WI Court of Supreme Court
Case Name: State of Wisconsin v. Alan S. Johnson
Case No.: 2019AP000664-CR
Officials: Rebecca Frank Dallet, J.
Focus: Disclosure of Mental Health and Counseling Records
Defendant was charged with sexually assaulting his son, T.A.J., and his daughter. Citing Shiffra, Defendant sought in camera review of T.A.J.’s mental health and counseling records. Patients have a statutory privilege to prevent disclosure of confidential communications with their health care provider that are made for the purposes of diagnosis or treatment. See Wis. Stat. § 905.04(2) (2019-20). In State v. Shiffra, 175 Wis. 2d 600, 499 N.W.2d 719 (Ct. App. 1993), however, the court of appeals created a process by which a criminal defendant could obtain a limited review by the court (in camera review) of a victim’s privately held, otherwise privileged health records. The State and a victim in a pending criminal case, T.A.J., ask the Supreme Court to revisit Shiffra, arguing that it was wrongly decided, is unworkable, and its rationale has been undermined by subsequent developments in the law.

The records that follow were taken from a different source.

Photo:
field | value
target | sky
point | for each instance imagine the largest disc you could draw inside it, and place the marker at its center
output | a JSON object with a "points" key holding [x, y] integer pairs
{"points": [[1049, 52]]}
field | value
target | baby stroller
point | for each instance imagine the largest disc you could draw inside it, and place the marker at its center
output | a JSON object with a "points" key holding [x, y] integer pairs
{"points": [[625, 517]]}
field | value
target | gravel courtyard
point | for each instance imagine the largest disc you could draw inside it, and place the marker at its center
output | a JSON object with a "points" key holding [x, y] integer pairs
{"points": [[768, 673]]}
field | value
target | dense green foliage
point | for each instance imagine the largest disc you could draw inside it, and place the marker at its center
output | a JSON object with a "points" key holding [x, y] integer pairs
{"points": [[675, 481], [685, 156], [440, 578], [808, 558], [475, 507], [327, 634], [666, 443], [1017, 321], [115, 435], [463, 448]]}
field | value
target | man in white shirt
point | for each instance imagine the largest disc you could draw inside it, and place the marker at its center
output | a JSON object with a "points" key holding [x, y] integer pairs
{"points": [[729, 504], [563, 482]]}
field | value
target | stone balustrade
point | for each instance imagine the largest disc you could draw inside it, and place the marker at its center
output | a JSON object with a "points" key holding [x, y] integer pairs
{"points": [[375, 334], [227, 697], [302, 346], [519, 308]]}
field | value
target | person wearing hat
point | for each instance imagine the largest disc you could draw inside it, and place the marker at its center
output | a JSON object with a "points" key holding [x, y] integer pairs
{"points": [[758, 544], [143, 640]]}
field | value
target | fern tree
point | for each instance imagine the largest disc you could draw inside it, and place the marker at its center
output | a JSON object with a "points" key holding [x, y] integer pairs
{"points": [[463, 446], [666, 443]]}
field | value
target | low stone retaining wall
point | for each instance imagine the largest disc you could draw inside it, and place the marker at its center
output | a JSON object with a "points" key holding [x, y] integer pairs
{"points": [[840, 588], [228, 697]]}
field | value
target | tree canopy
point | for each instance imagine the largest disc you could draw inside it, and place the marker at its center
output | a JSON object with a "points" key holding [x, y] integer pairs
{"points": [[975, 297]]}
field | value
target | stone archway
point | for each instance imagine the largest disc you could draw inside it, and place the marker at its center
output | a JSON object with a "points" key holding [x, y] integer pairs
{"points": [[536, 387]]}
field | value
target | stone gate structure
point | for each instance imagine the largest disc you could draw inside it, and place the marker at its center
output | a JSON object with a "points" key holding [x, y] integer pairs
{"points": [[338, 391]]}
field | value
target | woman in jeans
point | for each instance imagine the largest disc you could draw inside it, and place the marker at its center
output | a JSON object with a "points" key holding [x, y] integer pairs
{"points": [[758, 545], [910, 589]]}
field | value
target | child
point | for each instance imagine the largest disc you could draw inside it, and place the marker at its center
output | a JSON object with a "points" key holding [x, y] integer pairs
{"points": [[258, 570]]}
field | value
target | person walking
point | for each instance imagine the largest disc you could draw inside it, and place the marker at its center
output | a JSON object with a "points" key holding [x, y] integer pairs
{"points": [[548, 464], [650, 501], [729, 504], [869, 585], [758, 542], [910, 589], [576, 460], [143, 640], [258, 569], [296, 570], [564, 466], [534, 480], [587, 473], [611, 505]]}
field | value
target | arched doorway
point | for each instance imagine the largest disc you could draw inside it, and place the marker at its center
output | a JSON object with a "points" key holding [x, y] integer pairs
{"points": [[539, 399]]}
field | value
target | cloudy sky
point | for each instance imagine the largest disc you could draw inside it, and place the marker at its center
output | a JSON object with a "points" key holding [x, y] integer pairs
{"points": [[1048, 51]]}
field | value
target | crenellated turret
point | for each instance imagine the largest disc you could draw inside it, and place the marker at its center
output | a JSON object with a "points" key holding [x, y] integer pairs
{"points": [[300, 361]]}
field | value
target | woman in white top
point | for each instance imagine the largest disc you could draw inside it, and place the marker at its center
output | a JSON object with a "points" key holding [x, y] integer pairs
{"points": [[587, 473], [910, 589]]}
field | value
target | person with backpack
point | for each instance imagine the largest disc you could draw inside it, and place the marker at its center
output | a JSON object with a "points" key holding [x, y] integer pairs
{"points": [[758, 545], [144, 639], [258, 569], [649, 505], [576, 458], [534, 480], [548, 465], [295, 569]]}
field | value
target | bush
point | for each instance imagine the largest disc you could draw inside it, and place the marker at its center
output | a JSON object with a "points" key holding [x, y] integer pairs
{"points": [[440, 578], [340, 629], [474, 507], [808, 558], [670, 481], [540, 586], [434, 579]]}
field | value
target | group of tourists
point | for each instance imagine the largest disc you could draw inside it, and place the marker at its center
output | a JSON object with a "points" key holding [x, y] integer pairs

The supreme court rules that Shiffra must be overturned. It is unsound in principle because it rests on a misinterpretation of the United States Supreme Court’s decision in Ritchie and harms the therapist-patient relationship. It is unworkable in practice because it is inherently speculative and cannot be applied consistently. And it has been undermined by developments in the law regarding sexual assault and domestic violence and by the adoption of new statutory and constitutional provisions protecting the rights of victims, and is therefore detrimental to coherence in the law.